Mozilla rolls out permanent fix for "disabled add-ons" issue after releasing a temporary patch a day before.
Written by Catalin Cimpanu, Contributor
Firefox 66.0.4

Mozilla has released an update today for Firefox that fixes the issue with an expired signing certificate that disabled add-ons for the vast majority of its userbase over the weekend.

"A Firefox release has been pushed - version 66.0.4 on Desktop and Android, and version 60.6.2 for ESR. This release repairs the certificate chain to re-enable web extensions, themes, search engines, and language packs that had been disabled," Kev Needham, a member of the Firefox Add-ons team, said today.

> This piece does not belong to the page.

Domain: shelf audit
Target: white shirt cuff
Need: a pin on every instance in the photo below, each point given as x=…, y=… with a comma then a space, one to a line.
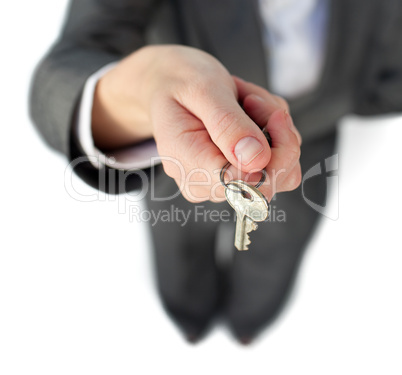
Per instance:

"There are remaining issues that we are actively working to resolve, but we wanted to get this fix out before Monday to lessen the impact of disabled add-ons before the start of the week," Needham added.

Expired certificate snafu

If you're not a Firefox user and you're wondering what is this all about, the update comes to address Mozilla's biggest epic fail in the organization's history.

On the night between Friday and Saturday, at May 4, 12:00 am UTC, the digital certificate that Mozilla was using to sign Firefox add-ons (also called extensions) expired. Mozilla was using this certificate to verify that extensions installed in the user's browsers are the same extensions that are hosted on the official Mozilla Add-ons portal.

Once the certificate expired, Firefox browsers couldn't verify the authenticity of locally-installed extensions, and immediately disabled all add-ons in users' browsers.

Additionally, users couldn't re-enable extensions, nor could they install new ones from scratch for the same reason --the signing certificate having expired-- leaving most of Mozilla's 100+ million users without a simple way to re-enable extensions.

The Tor Browser, a Firefox-based off-shoot that also relies on Mozilla's Add-ons site for extensions, also had a crucial extension disabled, weakening the privacy-first browser's overall security posture.

Temporary patch came under criticism

Users came up with various hacks to re-enable extensions, and so did Mozilla, which a few hours after the certificate expired, rolled out a temporary patch.

This temporary patch used the built-in Firefox Studies feature to ship a "study" that added support for a new signing certificate.

However, this temporary solution didn't reach all users. This was because "Firefox Studies" was disabled for users who didn't agree to send telemetry data back to Mozilla.

The good news is that Mozilla doesn't anticipate new problems after the update to Firefox 66.0.4, which should fix the "disabled add-ons" issue for all users.